Ranking or percentile and the confidence is truely opposite. Lol . The percentile means that my account is “better” than a certain percent of of other Twitter users… but, not to worry, the algorithm has only very low confidence in the score. Seems pointless to use it.

Even after clicking the “Crawl My Stats!” button, nothing is updated. They seem to base the rankings solely upon the number of followers you have, which can be a factor if you’re up there, or can really not make a difference if none of your followers are active – or, uh, human.

Apparently my “Twitin” score on BuzzOm is amazing. Under the FAQ section, they describe the score as “a measure of your social activity in Twitter. These are calculated using simple behavioral model of the user. This has been tested among 2 lakhs users.” Huh? What is a “lakh user”? (This seems to be from an overuse of Google Translate, perhaps.) Thankfully it’s gone into more detail in the next question, and says it takes in consideration a user’s retweet, tweet efficiency, and influence scores.

Tweefight is actually kinda fun, and doesn’t give an official ’score’. Tweefight compares you to another Twitter user and you go head to head to “fight” it out.

What is it basing the fight results on? “Tweerank,” which claims to be made up of any factor you can think of (i.e. a user’s involvement, followers, updates, etc). Who cares? It’s still fun.
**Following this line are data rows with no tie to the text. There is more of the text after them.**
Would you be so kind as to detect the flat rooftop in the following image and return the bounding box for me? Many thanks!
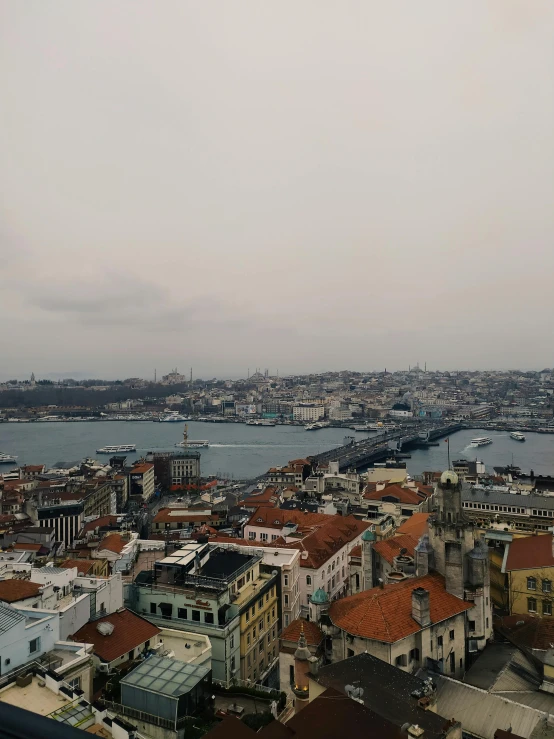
[199,549,256,580]
[0,676,73,716]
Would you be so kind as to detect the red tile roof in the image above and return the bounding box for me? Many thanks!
[372,534,418,565]
[0,580,41,603]
[329,572,471,642]
[243,486,280,508]
[153,508,220,524]
[81,515,121,535]
[131,463,154,475]
[280,618,324,646]
[246,508,331,530]
[349,544,362,559]
[505,534,554,571]
[363,484,428,505]
[72,609,160,662]
[271,515,370,569]
[60,559,96,575]
[397,513,429,538]
[12,542,43,551]
[495,614,554,652]
[97,533,128,554]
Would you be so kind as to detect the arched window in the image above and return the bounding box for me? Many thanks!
[527,577,537,591]
[306,575,312,586]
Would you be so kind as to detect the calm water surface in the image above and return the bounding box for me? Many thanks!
[1,423,553,479]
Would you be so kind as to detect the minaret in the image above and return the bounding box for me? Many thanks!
[293,623,311,713]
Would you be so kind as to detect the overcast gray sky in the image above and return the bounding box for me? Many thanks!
[1,1,553,380]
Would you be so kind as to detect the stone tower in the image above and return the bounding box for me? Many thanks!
[309,588,329,623]
[428,469,492,648]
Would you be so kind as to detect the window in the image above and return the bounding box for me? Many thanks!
[543,601,552,616]
[128,650,134,660]
[67,677,81,690]
[306,575,311,586]
[284,574,289,586]
[253,626,256,637]
[266,593,269,603]
[247,633,251,646]
[205,612,214,624]
[528,597,537,612]
[192,610,201,622]
[468,620,475,631]
[284,614,289,627]
[230,634,235,649]
[437,636,443,647]
[248,654,251,667]
[231,656,236,672]
[347,648,355,658]
[450,652,455,673]
[260,533,268,542]
[395,654,407,667]
[544,580,552,593]
[528,577,537,591]
[259,598,263,609]
[449,630,454,641]
[29,637,41,654]
[271,607,275,619]
[289,665,294,685]
[409,648,420,662]
[259,619,264,632]
[284,594,289,607]
[150,603,156,614]
[248,532,256,540]
[159,603,172,620]
[267,634,271,645]
[178,608,187,620]
[267,614,270,626]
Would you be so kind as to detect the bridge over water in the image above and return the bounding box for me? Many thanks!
[309,423,462,472]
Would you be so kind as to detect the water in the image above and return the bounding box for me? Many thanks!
[1,422,553,479]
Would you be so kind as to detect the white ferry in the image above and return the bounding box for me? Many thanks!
[246,419,276,427]
[159,413,188,422]
[510,431,526,442]
[0,453,18,464]
[470,437,492,447]
[305,422,328,430]
[96,444,137,454]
Not much explanation, but considering they first display my amount of followers, how many folks I’m following, and how many total updates I have, these are likely the deciding factors. This gets me to thinking, what if a company, that knows nothing of social media, looks to hire an ‘expert’ and uses their Twitter account ranking as a deciding tool? Well, that means so many of these wannabe “social media experts” will be getting jobs, without knowing how to get the results for clients. Would that make them con artists, spammers, or just ignorant?
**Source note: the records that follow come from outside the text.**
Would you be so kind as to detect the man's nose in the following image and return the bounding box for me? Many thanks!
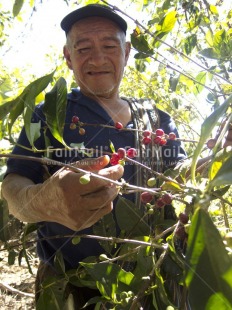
[88,47,107,66]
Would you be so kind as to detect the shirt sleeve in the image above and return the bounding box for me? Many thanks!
[158,109,186,170]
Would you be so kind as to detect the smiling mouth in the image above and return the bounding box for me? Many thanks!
[87,71,110,75]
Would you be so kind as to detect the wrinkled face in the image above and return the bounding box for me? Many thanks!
[63,17,131,98]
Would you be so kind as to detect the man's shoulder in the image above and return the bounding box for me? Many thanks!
[68,88,83,101]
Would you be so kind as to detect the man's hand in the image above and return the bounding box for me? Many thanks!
[2,155,124,231]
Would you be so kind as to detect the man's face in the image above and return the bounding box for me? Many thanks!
[63,17,131,98]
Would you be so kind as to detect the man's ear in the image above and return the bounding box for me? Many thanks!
[124,42,131,65]
[63,45,73,70]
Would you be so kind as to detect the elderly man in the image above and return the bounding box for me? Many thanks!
[2,4,186,308]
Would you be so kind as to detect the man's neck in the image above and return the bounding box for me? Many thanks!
[100,97,131,127]
[84,92,131,126]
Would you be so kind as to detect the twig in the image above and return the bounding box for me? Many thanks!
[132,48,222,95]
[221,201,230,229]
[0,153,187,194]
[102,1,231,86]
[129,247,169,310]
[0,233,166,252]
[0,282,34,298]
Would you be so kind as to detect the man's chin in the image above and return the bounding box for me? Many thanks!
[84,87,115,98]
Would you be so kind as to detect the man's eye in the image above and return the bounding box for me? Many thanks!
[77,48,90,54]
[105,45,116,49]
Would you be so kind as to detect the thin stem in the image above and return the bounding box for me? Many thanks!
[102,1,231,85]
[0,233,166,252]
[126,157,185,188]
[130,247,169,309]
[135,48,223,95]
[0,153,191,193]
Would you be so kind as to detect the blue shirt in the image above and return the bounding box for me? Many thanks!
[6,89,186,269]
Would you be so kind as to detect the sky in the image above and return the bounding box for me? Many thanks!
[2,0,72,75]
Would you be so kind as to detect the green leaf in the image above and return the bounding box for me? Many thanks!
[43,77,67,146]
[155,269,176,308]
[0,98,19,121]
[209,5,219,16]
[64,294,75,310]
[25,121,41,149]
[210,186,230,200]
[13,0,24,17]
[135,59,147,72]
[8,95,25,137]
[81,262,134,298]
[5,71,55,141]
[23,223,38,238]
[160,11,177,33]
[194,71,207,94]
[93,213,116,253]
[184,34,197,55]
[134,52,150,59]
[206,292,232,310]
[54,251,66,274]
[109,140,115,153]
[161,181,182,192]
[199,48,219,59]
[169,77,179,92]
[8,250,17,265]
[210,156,232,188]
[209,148,231,181]
[115,197,150,236]
[131,246,153,290]
[191,93,232,183]
[36,276,68,310]
[185,208,232,309]
[131,33,153,54]
[213,29,226,48]
[205,30,214,47]
[162,0,172,10]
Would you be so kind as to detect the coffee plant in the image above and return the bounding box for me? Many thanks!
[0,0,232,309]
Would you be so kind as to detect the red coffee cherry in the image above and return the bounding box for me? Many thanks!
[141,192,153,204]
[155,198,166,208]
[117,148,126,159]
[127,148,137,158]
[169,132,176,140]
[110,153,120,165]
[159,138,167,146]
[115,122,123,130]
[179,213,189,224]
[154,136,162,144]
[72,115,80,124]
[175,226,187,240]
[206,138,216,149]
[142,137,152,145]
[155,129,164,136]
[142,130,151,137]
[161,193,173,205]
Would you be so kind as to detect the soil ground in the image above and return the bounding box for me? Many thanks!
[0,246,39,309]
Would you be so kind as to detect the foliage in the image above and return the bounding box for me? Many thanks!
[0,0,232,309]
On Twitter Score, there are two different ranks/scores listed. No explanation provided for either number, but there is a nifty little graph of followers/friends available. Useful? Not without a shown method to how it calculates scores.

They calculate followers, plus second-degree followers, to come up with your ‘reach’. So apparently if my ‘reach’ is to 100% of the Twitterverse, which means that if I Tweet something with great impact, that Tweet could potentially be seen by all Twitter users. They also somehow calculate the constant growth and the individual influence of your followers, so that apparently works into the score – though it doesn’t say which.

Let me stop laughing first at a few of my friends that are “nuclear” to follow. Okay. It is seemingly useless, but so much fun. FollowCost lets you know how annoying it will be to follow any given Twitter user, based upon the average amount of Tweets they make per day.

If they update too much, the screen shakes (well, the browser screen) with a graphic that says “Nuclear Follow Cost,” meaning don’t follow this person unless you’re obsessed with them.

Here we get to see the scores of our fellow Tweeple based upon how many mentions they’ve gotten from other Twitter users. This is the essence of the popularity contest. Retweetrank shows how much you’re being retweeted and publicly messaged, plus what percentile you’re in amongst other Twitterers

I use it personally . The ranking is based upon the total number of followers along with the ratio of your following. Also checks how many have subscribed to your updates, amount and pace of updates, and how engaged you are in tweeting.